As the referendum to amend the state constitution and expand casino gaming into North Jersey continues to falter in Trenton, an unsettled gubernatorial field and long-standing regional divides are dominating the course of policy in New Jersey. With Governor Chris Christie staying mum on the negotiations in his absence, there is little hope that an authoritative third party will resolve the conflict between South Jersey’s economic interests and the push for new casino revenue.
Rider University political scientist Ben Dworkin said that he believes the missing piece in all this may be Christie.
“If regional interests overwhelm the process so that no deal is reached by the deadline, then the state will lose more than any individual politician,” said Dworkin. “Without that central person imbued with so much power, other powerful interests will try to forge ahead on their own. And that is much more difficult.”

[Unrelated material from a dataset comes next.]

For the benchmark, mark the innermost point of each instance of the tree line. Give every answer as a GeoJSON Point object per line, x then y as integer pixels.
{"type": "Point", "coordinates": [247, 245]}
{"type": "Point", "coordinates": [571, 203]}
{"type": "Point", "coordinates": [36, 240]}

The deadline for getting a referendum on the ballot in 2016 with two simple majorities has effectively passed, without a compromise between Senate President Steve Sweeney (D-3) and Assembly Speaker Vince Prieto (D-32). To get the ballot question to the public before 2017, the casino effort will need a thornier three-fifths supermajority in each house before this August. Jersey City and the Meadowlands are widely seen as the frontrunners for the two new casinos’ locations.
Senator Jeff Van Drew (D-1) said he remains steadfast in his opposition to the new casinos, even as Sweeney has come around to compromising with Prieto and the clutch of Bergen Democrats sponsoring the Senate bill. Van Drew and Assemblyman Chris Brown (R-2) have been two of its most vocal critics.
“Certainly the Senate President is trying to be more fair in the way that he’s going about it,” said Van Drew of Sweeney’s efforts to secure a greater share of the new casinos’ revenues for Atlantic City.
Nonetheless, he said that the high cost to his district and Atlantic City’s surrounding municipalities still outweighs the potential benefits of new casino investment.
“I’m hopeful that they don’t negotiate it out,” he said. “I think this is one monopoly in New Jersey that Atlantic City should keep, and that Southern New Jersey should have.
“We don’t have the variety of opportunity that exists in central and northern New Jersey. We don’t have a high-tech industry, we don’t have a financial industry, we don’t have big pharma, we don’t have manufacturing on a major level.”
Atlantic City’s Senator Jim Whelan (D-2) echoed Van Drew on the importance of the city’s monopoly for the region.
“I’m not directly involved in discussions between the speaker and the senate president because I’m opposed to either proposal,” Whelan said of the negotiations between Sweeney and Prieto.
Asked about the rivalry between Sweeney and Jersey City Mayor Steve Fulop, a conflict that Senators Loretta Weinberg (D-37) and Joe Kyrillos (R-13) have alluded to as a stumbling block for the negotiations, Whelan said he does see the two Democrats’ competition for the nomination as a factor in the outcome.
“It certainly seems as if people are jockeying with an eye on gubernatorial politics,” he said, qualifying that he doesn’t believe Sweeney has much to gain from putting his signature on new casinos up north.
“I don’t think he’s doing it to enhance his gubernatorial position because he’s hurting himself in his own base.”
Saying that the governor’s absence has allowed for political wrangling from powerful interests that might otherwise have been kept in check, Dworkin was pessimistic about any one politician’s chance of netting a political profit.
“Nobody comes out a winner if a deal isn’t reached, and that includes Governor Christie, who is really the only person whose position allows him to force everybody in the room to make the deal,” he said.
Whelan, for his part, pointed to the middling popularity of the expansion effort statewide and suggested that the amendment’s success of failure will have more to do with the public than the politicians.
“I’m not sure that this is, based on the polling that I’ve seen, that this is something that’s going to be wildly popular even in North Jersey,” he said. “If it gets on the ballot I plan to work against it, and I hope it fails.”